1. A study was made of the effects of injected l-methionine on the activity of several enzymes of folate metabolism, and on the transport of methotrexate in liver preparations from vitamin B12-deficient ewes and their pair-fed controls receiving vitamin B12. 2. The activities of dihydrofolate reductase (EC 1.5.1.3) and 5-methyltetrahydrofolate–homocysteine transmethylase were significantly decreased in the liver of vitamin B12-deficient animals, but were unaffected by l-methionine. 3. The concentration of S-adenosyl-l-methionine in the liver of deficient animals was about one-half of that in normal animals, and was restored to normal by either vitamin B12 or l-methionine. 4. Methylenetetrahydrofolate reductase (EC 1.1.1.68) from sheep liver was inhibited by S-adenosyl-l-methionine in vitro, but not by concentrations of S-adenosyl-l-methionine found in the liver of vitamin B12-deficient animals after injection of physiological amounts of l-methionine. 5. Pteroylpolyglutamate synthetase activity was significantly increased in the liver of vitamin B12-deficient animals, and was decreased by intravenous injections of l-methionine. 6. l-Methionine injections increased the initial rate of uptake of methotrexate in liver slices from deficient animals and acted synergistically with vitamin B12 to increase the quantity taken up in 40min.

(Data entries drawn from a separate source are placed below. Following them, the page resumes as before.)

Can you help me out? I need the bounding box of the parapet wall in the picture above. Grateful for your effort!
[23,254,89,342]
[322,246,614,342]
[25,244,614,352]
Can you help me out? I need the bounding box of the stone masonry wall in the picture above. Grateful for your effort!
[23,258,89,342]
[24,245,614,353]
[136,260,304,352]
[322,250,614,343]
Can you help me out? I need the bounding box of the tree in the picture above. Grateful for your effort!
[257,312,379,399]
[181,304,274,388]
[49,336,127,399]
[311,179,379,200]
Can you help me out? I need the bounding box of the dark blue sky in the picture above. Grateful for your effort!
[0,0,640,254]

The failure of folate metabolism in vitamin B12 deficiency can be satisfactorily explained if l-methionine similarly affects the membrane transport of naturally occurring folates. 7. Further details of the results have been deposited as Supplementary Publication SUP 50028 (4 pages) at the British Library (Lending Division), (formerly the National Lending Library for Science and Technology), Boston Spa, Yorks. LS23 7BQ, U.K., from whom copies may be obtained on the terms given in Biochem. J. (1973) 131, 5.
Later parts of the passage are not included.